LE DROIT D'AUTEUR SUISSE

SAFE se fixe pour mission de protéger les droits d'auteur contre toute violation, et ce en premier lieu par la lutte contre les violations des droits d’auteur, d'interprète et de fabricant de ses membres.

En Suisse, les droits d'auteur sont un concordat depuis 1862 déjà, qui est protégé par une loi fédérale depuis 1883. La Suisse fut le berceau des principaux accords mondiaux sur la protection des droits d'auteur, de la convention de Berne en 1886 à l'accord de 1996 de l'OMPI sise à Genève.

L'objectif des droits d'auteur est de permettre aux artistes et interprètes d'obtenir des revenus par leur travail et aux gérants d'entreprises spécialisées dans la culture et le divertissement d'amortir leurs investissements et de générer des bénéfices – comme tous les autres.

Cela ne coule pas de source car les marchandises impliquent une propriété et sont donc vendables et revendables. Pour les services, tout client peut exiger une rémunération. Les œuvres intellectuelles uniques quant à elles peuvent être naturellement copiées, exécutées, retransmises, réutilisées par chacun sans payer ou en demander l'autorisation au prestataire. C'est pourquoi il n'y avait pas de marché pour la grande valeur ajoutée offerte dans le travail intellectuel jusqu'à l'avènement des droits d'auteur, l'un des acquis des «Lumières» européennes. Les droits d'auteur ont supprimé cette injustice, ont libéré la création intellectuelle de l'emprise des princes, Etats et autres «mécènes» semblables et constitué une base autonome et entrepreneuriale pour la culture et le divertissement.

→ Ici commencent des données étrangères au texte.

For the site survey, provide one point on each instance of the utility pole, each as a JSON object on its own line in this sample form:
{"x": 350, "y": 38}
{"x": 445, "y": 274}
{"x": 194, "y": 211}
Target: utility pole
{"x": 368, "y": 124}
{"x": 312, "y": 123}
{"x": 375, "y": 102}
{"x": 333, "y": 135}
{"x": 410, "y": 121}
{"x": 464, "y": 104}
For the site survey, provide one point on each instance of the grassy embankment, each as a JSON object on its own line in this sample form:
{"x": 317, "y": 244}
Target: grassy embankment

Les droits d'auteur actuels soumettent la propriété de l'œuvre, la prestation des interprètes mais aussi la production à des droits protégés qu'il est possible de négocier et de transmettre. Les auteurs et interprètes autorisent à les négocier avec des éditeurs et des producteurs non seulement via un salaire mais aussi via des honoraires et des cachets basés sur la valeur de leur prestation et du succès auprès du public. Cela permet de verser aux auteurs et interprètes des honoraires et des cachets, mais aussi des salaires aux innombrables co-auteurs et d'investir dans des productions, et ce, pour répondre aux intérêts et aux besoins du public, à savoir le marché. Les artistes sont libres de décider quoi et pour qui écrire, composer, faire de la musique ou filmer, et les entrepreneurs sont libres de décider dans quelle production investir et comment financer leurs investissements.

Seuls les droits d'auteur qui soumettent l'utilisation de l'œuvre au consentement du détenteur des droits, a transformé les œuvres en biens vendables, revendables et échangeables contre financement et qui puissent aussi circuler dans l'économie. Etant donné qu'en principe, toute personne qui diffuse ou communique des œuvres nécessite pour ce faire une licence du détenteur des droits, les prix de vente, les abonnements en ligne ou les entrées de cinéma payés par le public refluent le long de la chaîne de création de valeur. Les droits d'auteur créent ainsi un marché qui permet de refléter la valeur des œuvres et les charges de leur production et de leurs ventes.

Cela vaut aussi pour les rémunérations aux sociétés de gestion collective, qui sont souvent considérées à tort comme une charge financière bureaucratique et injustifiée pour l'économie et les consommateurs. Malgré des tarifs forfaitaires, il ne s'agit pas d'impôts ou de prélèvements. Il s'agit de rémunérations pour les avantages que d'autres tirent des œuvres, là où il ne serait guère possible de procéder à des transactions individuelles entre fournisseurs et utilisateurs. Elles font partie intégrante du juste revenu des auteurs et du marché des productions.

Seules des sanctions civiles et pénales en cas de violation de ces droits exclusifs permettent à ces derniers de s'imposer. Il y a une raison pour laquelle les droits d'auteur nécessitent une protection via le droit pénal: le procès civil n'offre souvent pas de moyens suffisants pour couvrir et empêcher les violations – surtout celles des grands exploitants de plateformes et réseaux illégaux sur Internet, qui se cachent derrière leurs nombreux utilisateurs comme de simples «assistants».

Les droits d'auteur ne sont ni un privilège illégitime, ni une réglementation publique antilibérale, mais font partie d'un régime de propriété affranchi qui est le seul à garantir à la culture et au divertissement un marché et une concurrence, une création innovante autonome et une activité entrepreneuriale. En tant que tel, il bénéficie de la protection de la constitution fédérale.

La création culturelle et l'industrie du divertissement ont besoin d'une liberté de création et d'entreprise qui implique inévitablement la protection des droits d'auteur.